Zudem ziehen diese harten Rechtsaussen ganz schräge Leute nach: Anhänger der QAnon zum Beispiel, die glauben, dass Gates uns mit Nanochips impfen will, oder Identitäre, die sich grundlegend nicht mehr mit den Schweizer Werten, unseren Stärken und unserem direktdemokratischen System identifizieren können. Leute, die den Staat hassen, unser System mit einer Diktatur vergleichen und Diktatoren, Faschisten und Autokraten bewundern. Also Leute, die genau die Werte ablehnen, für die unsere Vorfahren hart gekämpft haben. Diese Lautesten beherrschen das SVP-Bild in den Medien und in den Kommentarspalten (wie man sicher heute unter diesem Beitrag wieder nachlesen kann). Aber vergesst nicht: Die Lautesten und Gröbsten sind nicht die Meisten.
Als Reaktion auf meine letzte Kolumne bekam ich Rückmeldungen aus den kantonalen Sektionen, die mit der Zürcher Linie, und vorallem mit der diktatorischen Art, wie die Partei geführt wird, nicht einverstanden waren. Nur getrauen sich diese Leute nicht, sich öffentlich zu äussern, da dies in der streng hierarchisch geführten Partei ein Ende der Karriere bedeuten würde.
Wie das aussieht, hat man nach den letzten Wahlen in verschiedenen Kantonen gesehen. Die Zürcher kamen und räumten auf.
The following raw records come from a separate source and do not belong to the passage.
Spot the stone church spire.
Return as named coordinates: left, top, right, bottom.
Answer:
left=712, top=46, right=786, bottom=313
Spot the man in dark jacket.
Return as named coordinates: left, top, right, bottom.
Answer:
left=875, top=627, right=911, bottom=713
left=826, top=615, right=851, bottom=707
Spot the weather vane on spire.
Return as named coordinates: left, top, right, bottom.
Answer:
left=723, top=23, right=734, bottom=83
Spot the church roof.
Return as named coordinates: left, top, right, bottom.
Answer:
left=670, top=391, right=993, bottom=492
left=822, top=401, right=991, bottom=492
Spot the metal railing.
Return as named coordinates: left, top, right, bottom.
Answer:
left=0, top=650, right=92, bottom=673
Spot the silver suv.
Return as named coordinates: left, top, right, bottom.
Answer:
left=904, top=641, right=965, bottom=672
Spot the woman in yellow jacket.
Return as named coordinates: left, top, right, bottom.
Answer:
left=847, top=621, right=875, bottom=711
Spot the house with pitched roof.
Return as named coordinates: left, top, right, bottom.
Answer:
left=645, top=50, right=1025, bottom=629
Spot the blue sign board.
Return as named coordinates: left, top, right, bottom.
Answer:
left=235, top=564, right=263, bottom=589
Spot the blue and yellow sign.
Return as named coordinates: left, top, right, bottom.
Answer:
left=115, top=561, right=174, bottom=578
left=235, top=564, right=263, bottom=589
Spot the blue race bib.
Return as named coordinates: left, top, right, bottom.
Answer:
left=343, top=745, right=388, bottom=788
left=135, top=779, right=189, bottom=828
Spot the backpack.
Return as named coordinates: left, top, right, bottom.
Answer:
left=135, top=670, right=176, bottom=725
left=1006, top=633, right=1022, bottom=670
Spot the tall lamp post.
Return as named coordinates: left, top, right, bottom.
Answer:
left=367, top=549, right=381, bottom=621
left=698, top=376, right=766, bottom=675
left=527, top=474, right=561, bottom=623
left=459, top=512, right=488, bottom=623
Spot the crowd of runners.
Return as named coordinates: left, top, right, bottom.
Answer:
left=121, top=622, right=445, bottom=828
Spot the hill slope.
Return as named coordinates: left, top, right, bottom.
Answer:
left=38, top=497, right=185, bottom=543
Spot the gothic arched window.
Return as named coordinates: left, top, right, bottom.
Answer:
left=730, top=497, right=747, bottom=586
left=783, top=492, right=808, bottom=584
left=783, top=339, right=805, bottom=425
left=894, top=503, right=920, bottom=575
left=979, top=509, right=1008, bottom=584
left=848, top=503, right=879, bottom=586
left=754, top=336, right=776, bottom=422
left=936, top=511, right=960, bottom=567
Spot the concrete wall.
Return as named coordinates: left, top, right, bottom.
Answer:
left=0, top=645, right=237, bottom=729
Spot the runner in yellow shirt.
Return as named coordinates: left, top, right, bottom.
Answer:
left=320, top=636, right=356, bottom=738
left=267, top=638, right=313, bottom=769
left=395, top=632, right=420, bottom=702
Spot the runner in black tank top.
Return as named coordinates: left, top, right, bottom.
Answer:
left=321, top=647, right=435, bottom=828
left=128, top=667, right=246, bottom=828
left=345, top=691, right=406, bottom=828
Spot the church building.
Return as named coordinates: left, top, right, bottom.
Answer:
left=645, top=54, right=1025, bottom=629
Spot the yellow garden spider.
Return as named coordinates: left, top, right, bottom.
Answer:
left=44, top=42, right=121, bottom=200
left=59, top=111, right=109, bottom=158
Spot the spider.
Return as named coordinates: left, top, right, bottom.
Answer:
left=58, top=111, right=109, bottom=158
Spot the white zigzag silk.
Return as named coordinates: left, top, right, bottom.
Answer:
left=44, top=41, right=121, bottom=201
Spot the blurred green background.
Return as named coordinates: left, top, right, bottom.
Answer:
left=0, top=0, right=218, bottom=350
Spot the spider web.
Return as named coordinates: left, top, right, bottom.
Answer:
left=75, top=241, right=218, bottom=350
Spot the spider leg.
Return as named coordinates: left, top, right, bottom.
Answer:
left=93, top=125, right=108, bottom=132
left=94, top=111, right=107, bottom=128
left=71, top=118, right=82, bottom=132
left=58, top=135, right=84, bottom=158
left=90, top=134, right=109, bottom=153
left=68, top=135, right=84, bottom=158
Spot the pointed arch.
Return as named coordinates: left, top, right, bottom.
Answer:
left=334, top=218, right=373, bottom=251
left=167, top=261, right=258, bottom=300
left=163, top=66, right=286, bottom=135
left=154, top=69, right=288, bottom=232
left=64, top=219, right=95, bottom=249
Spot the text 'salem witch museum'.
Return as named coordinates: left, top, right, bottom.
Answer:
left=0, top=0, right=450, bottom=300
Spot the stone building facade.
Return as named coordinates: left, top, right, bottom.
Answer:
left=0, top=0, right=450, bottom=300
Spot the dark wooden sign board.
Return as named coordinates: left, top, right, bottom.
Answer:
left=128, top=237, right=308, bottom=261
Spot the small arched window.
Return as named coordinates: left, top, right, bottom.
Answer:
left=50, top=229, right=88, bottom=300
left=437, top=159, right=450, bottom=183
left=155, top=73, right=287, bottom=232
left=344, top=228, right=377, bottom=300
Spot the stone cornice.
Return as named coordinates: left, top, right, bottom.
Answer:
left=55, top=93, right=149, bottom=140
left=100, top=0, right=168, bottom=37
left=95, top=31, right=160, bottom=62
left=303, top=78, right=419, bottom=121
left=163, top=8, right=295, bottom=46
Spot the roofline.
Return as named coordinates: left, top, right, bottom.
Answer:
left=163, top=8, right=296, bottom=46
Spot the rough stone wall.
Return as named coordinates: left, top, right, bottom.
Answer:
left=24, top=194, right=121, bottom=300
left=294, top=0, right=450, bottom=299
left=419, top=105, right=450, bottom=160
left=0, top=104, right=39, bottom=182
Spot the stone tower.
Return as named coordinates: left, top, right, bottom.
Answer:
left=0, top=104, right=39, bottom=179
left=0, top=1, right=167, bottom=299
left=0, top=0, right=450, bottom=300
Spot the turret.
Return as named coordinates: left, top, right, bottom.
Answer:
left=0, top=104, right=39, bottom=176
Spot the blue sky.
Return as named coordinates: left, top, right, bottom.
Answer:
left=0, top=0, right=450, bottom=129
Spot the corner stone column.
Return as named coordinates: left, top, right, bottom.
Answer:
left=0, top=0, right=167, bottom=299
Das ist auch der Grund dafür, dass niemand geeigneter den Job als Parteichef will: Man wär nur Ausführungsgehilfe für Befehle aus dem inneren Zürcher Kreis, müsste aber die volle Verantwortung tragen. Mit der BGI, die sicher abschifft, und weiteren Verlusten in den nächsten 12 Monaten, will sich das niemand antun. Der einzige mit starker Persönlichkeit, der wirklich eine eigene Linie fahren könnte, Alfred Heer, wird von Herrliberg nicht wirklich geliebt. Dabei gehts auch anders.
Jetzt in der Corona-Krise konnte man für einmal wieder feststellen, wie es wäre, wenn die Parteien gemeinsam ein Problem angehen. Natürlich haben die verschiedenen kantonalen Regierungen und auch der Bund nicht fehlerfrei agiert, aber wenigstens haben die Parteien wieder mal zusammengearbeitet, um eine grosse Krise zu lösen. Ich weiss, als Linker sollte ich das eigentlich nicht sagen, aber in Zürich hat Nathalie Rickli einen guten Job gemacht, auch wenn sie dafür angefeindet wird. Dafür hat Jacqueline Fehr letzte Woche den unheimlich dämlichen Vergleich zwischen Schutzmasken und Niqab gemacht. Echte Krisen kümmern sich nun mal nicht um Parteizugehörigkeit, nur um Lösungen.
Also, liebe SVPler, holt euch eure Partei zurück. Die Corona-Krise hat nämlich weltweit gezeigt, dass Rechtspopulisten immer dann verlieren, wenn echte Gefahren, die man nicht einfach mit Geschrei vertreiben kann, auftauchen. Trump hat verloren, Bolsonaro hat verloren, Netanjahu hat verloren, und die AfD verliert gerade in Deutschland. Zudem erwächst euch durch den Zusammenschluss von BDP und CVP eine starke bürgerliche Konkurrenz, die für alle diejenigen attraktiv ist, die nicht sich nicht dauernd für die unappetitlichen Äusserungen eurer extremen Exponenten entschuldigen wollen, aber trotzdem starke Schweizer Werte vertreten.